I wanted to like the narrative of this book, when you look at the better parts of it, you can see a genuinely creepy setup which is well layered and shows keen inspiration from the likes of Holes or Stephen King’s It. The mystery behind the camp and the horrific true nature of its intentions is the core element that kept me engaged right up to the end of the book. I just wish that those strong elements were consistent enough to outweigh all the other dribble that bogs this story down. I think the character writing in this story is incredibly poor. I appreciate Gretchen Felker-Martin wanted to write a book inherently about LGBTQIA2S+ and their struggles, but to make that the sole defining personality of these characters robs them of any sense of depth, they’re essentially walking labels and sexualities without much else to them. That to me is the biggest crime of this story, there’s no sense of complexity or personality to these teenagers, Gretchen’s desire to represent a core demographic is diluted when they have nothing else that defines them.
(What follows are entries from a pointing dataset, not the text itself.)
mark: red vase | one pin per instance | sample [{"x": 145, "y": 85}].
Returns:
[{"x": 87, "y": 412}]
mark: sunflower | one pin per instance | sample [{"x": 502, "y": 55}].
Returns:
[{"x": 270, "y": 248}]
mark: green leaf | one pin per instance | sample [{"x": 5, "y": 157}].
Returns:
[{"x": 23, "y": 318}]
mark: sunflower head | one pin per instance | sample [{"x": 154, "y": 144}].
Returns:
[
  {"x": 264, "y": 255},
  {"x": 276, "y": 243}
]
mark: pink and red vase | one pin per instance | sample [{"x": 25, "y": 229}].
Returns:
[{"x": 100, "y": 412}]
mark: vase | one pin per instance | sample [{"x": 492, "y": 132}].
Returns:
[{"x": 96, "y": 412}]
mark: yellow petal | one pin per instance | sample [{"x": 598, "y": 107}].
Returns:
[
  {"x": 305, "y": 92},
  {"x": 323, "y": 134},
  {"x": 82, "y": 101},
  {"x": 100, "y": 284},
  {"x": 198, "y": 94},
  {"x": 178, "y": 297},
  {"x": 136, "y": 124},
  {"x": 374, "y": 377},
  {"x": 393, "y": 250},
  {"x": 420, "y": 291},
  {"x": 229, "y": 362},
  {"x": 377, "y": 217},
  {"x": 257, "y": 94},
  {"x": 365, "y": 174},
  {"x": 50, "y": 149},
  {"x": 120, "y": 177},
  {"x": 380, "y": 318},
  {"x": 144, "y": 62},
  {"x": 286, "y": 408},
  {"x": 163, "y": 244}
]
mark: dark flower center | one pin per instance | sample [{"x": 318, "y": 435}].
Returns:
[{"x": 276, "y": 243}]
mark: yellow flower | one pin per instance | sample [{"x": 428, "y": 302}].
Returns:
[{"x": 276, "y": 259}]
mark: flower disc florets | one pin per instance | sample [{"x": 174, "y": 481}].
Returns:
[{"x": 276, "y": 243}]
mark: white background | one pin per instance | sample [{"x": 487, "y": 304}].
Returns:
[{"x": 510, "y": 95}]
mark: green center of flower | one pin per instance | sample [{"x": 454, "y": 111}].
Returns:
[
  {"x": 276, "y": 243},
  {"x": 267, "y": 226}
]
So when the story puts these characters in these high-stake situations and asks you as the reader to empathise and suffer right long with them, how can I when there’s nothing remotely relatable to attribute to them?
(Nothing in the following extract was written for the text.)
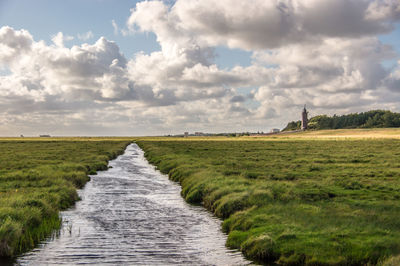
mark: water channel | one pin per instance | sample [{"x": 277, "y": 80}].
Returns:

My biggest gripe with the book however isn’t its narrative but the downright immature tone and overly descriptive writing style. When we first meet these characters, they are clearly under the age of 18, hence why they were taken to a conversion camp against their will. Gretchen’s decision to write these characters and emphasize major sexual encounters and thoughts through them comes off as incredibly perverse in my opinion. I get it, kids of this age probably have these thoughts and have those encounters, but I think it’s clearly overdone in this book to a point it feels genuinely exploitative. These sexual diversions litter the entirety of the story and serve no purpose but to outline the LGBTQIA2S+ nature of the characters, which again just reinforces how shallow they are outside of those definitions. On top of that is just the never-ending tirades the story goes on in it’s attempt to describe sequences. I can handle a lot of descriptive writers as long as there’s a genuine point to their work, but in this books case it just feels like endless padding with no real sense of structure. The only cases where the descriptive writing works is in the horror-themed bits, where the heavy writing helps build an image in your head to transcribe the horror.
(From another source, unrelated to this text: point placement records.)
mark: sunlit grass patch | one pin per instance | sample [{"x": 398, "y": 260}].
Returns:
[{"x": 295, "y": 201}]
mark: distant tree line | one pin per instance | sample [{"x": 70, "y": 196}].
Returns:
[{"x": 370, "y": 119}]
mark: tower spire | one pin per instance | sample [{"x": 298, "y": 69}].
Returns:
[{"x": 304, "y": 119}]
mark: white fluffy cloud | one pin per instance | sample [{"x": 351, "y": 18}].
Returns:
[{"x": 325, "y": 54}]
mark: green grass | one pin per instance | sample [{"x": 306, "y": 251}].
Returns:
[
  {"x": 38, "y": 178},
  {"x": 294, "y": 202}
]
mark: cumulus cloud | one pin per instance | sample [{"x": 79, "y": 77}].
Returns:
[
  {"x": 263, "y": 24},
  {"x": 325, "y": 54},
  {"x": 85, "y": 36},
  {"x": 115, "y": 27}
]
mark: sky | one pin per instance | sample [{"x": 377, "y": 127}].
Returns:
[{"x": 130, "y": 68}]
Cuckoo had the framework to be a genuinely interesting horror story. It wears its inspirations to other iconic stories like The Thing or Invasion of the Body Snatchers with considerable pride. It makes my infuriation all the worse in this case when all the strong elements of this book are lost in a sea of immaturity from the author. This is a book so heavy-handed in its approach to diverse representation that it literally drowns the remainder of the story out in the process. The end result is a book which ultimately disappointed me beyond measure. If you can struggle through the worst of it, you may find some enjoyment out of the horror elements, but there’s so little of it in my opinion that it’s just not worth the time or effort to read.